From 1a99f30ec75c9a851af3ddde8eb954d9c6920af3 Mon Sep 17 00:00:00 2001
From: Yong Tang <yong.tang.github@outlook.com>
Date: Sun, 10 Jan 2021 19:07:11 +0000
Subject: [PATCH 1/3] Fix InvalidArgumentError error when mixed precision plicy
 is used in Attention/AdditiveAttention layer

This PR tries to address the issue raised in 46064 where
InvalidArgumentError error is thrown when mixed precision plicy is used
in keras Attention/AdditiveAttention layer.

This PR fixes 46064.

Signed-off-by: Yong Tang <yong.tang.github@outlook.com>
---
 .../python/keras/layers/dense_attention.py       |  2 +-
 .../python/keras/layers/dense_attention_test.py  | 16 ++++++++++++++++
 2 files changed, 17 insertions(+), 1 deletion(-)
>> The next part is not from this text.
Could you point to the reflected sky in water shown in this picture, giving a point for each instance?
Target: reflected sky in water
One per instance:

diff --git a/tensorflow/python/keras/layers/dense_attention.py b/tensorflow/python/keras/layers/dense_attention.py
index 34879524b64..6cebcb2f892 100644
--- a/tensorflow/python/keras/layers/dense_attention.py
+++ b/tensorflow/python/keras/layers/dense_attention.py
@@ -126,7 +126,7 @@ class BaseDenseAttention(Layer):
     if scores_mask is not None:
       padding_mask = math_ops.logical_not(scores_mask)
       # Bias so padding positions do not contribute to attention distribution.
-      scores -= 1.e9 * math_ops.cast(padding_mask, dtype=K.floatx())
+      scores -= 1.e9 * math_ops.cast(padding_mask, dtype=scores.dtype)
     if training is None:
       training = K.learning_phase()
     weights = nn.softmax(scores)
diff --git a/tensorflow/python/keras/layers/dense_attention_test.py b/tensorflow/python/keras/layers/dense_attention_test.py
index 8570f41b34f..b0d146c5bc6 100644
--- a/tensorflow/python/keras/layers/dense_attention_test.py
+++ b/tensorflow/python/keras/layers/dense_attention_test.py
@@ -24,9 +24,12 @@ import numpy as np
 from tensorflow.python import keras
 from tensorflow.python.eager import context
 from tensorflow.python.keras import combinations
+from tensorflow.python.keras.mixed_precision import policy
 from tensorflow.python.keras.layers import core
 from tensorflow.python.keras.layers import dense_attention
 from tensorflow.python.ops import array_ops
+from tensorflow.python.ops import math_ops
+from tensorflow.python.ops import random_ops
 from tensorflow.python.platform import test
 
 
@@ -757,6 +760,19 @@ class AdditiveAttentionTest(test.TestCase, parameterized.TestCase):
     new_layer = dense_attention.AdditiveAttention.from_config(config)
     self.assertEqual(new_layer.use_scale, True)
 
+  def test_mixed_float16_policy(self):
+    # Test case for GitHub issue:
+    # https://github.com/tensorflow/tensorflow/issues/46064
+    try:
+      policy.set_policy('mixed_float16')
+      q = math_ops.cast(random_ops.random_uniform((2, 3, 4), seed=1), 'float16')
+      v = math_ops.cast(random_ops.random_uniform((2, 3, 4), seed=2), 'float16')
+      k = math_ops.cast(random_ops.random_uniform((2, 3, 4), seed=3), 'float16')
+      layer = dense_attention.AdditiveAttention(causal=True)
+      _ = layer([q, v, k])
+    finally:
+      policy.set_policy('float32')
+
 
 @combinations.generate(combinations.combine(mode=['graph', 'eager']))
 class LowerTriangularMaskTest(test.TestCase, parameterized.TestCase):

From 739896bfdd96c81ca8cd28d159619b97cd6e7b71 Mon Sep 17 00:00:00 2001
From: Yong Tang <yong.tang.github@outlook.com>
Date: Fri, 15 Jan 2021 18:09:29 +0000
Subject: [PATCH 2/3] Update to use policy.policy_scope to address review
 comment.

Signed-off-by: Yong Tang <yong.tang.github@outlook.com>
---
 tensorflow/python/keras/layers/dense_attention_test.py | 5 +----
 1 file changed, 1 insertion(+), 4 deletions(-)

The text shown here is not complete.